Creamed kale is kale in butter and cream. I usually boil fresh kale in bone broth until soft, chop it finely and put into freezer bags. When I want some I just thaw a bag, fry up the kale in butter and add some cream. I then spice to taste and let everything boil together.

Creamed kale makes for an excellent side dish with meals outside the holiday season as well. You might find frozen chopped and blanched kale in the grocery store. Thaw, steam off the liquid and do as above. This Sunday I’ll have creamed kale for lunch, together with lamb sausage and boiled egg halves with caviar. A great holiday primer.

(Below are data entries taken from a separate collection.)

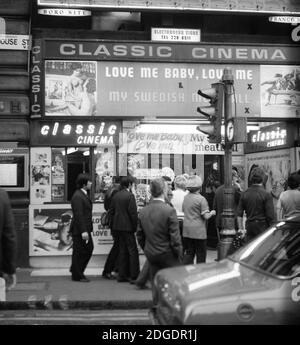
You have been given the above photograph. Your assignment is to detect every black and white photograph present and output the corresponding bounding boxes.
[0,0,300,330]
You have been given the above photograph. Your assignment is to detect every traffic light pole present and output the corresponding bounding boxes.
[218,68,236,260]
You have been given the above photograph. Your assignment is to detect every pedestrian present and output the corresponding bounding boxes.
[102,179,120,279]
[111,176,140,283]
[70,174,94,283]
[0,188,17,290]
[237,167,275,242]
[182,175,216,265]
[213,168,242,235]
[277,173,300,219]
[137,178,182,306]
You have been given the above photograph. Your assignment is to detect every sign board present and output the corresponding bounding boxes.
[118,130,224,155]
[38,0,300,15]
[151,28,201,43]
[245,123,296,153]
[31,39,300,119]
[0,35,31,50]
[38,8,91,17]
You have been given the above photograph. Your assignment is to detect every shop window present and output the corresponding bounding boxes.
[93,146,116,201]
[51,148,66,202]
[66,147,91,201]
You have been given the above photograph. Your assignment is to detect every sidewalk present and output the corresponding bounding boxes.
[0,250,217,310]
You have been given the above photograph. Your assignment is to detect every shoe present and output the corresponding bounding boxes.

1/2 pound (200 gram) of finished creamed kale contains about 250 kcal and 4 g carbohydrates. A whopping 88% of the energy content comes from fat and the fat amount relative to carbs and protein is over 3.0. Creamed kale is proof that there are healthful vegetables. The trick is just to add fat!

Spare Ribs and Pulled Meat

Pulled fransyska

It’s almost winter where I live and time for stews and slow cooking. I’ve started to use my old clay pot again, but instead of cooking at 500°F (250°C) for two hours, I cook at 200°F (100°C) over night. So I start cooking the night before. The result is pulled pork, if you’re using a cut from a pig. I have beef on my plate in the picture. Whatever you cook, it will be tender and juicy, and it actually is easier than frying fish sticks!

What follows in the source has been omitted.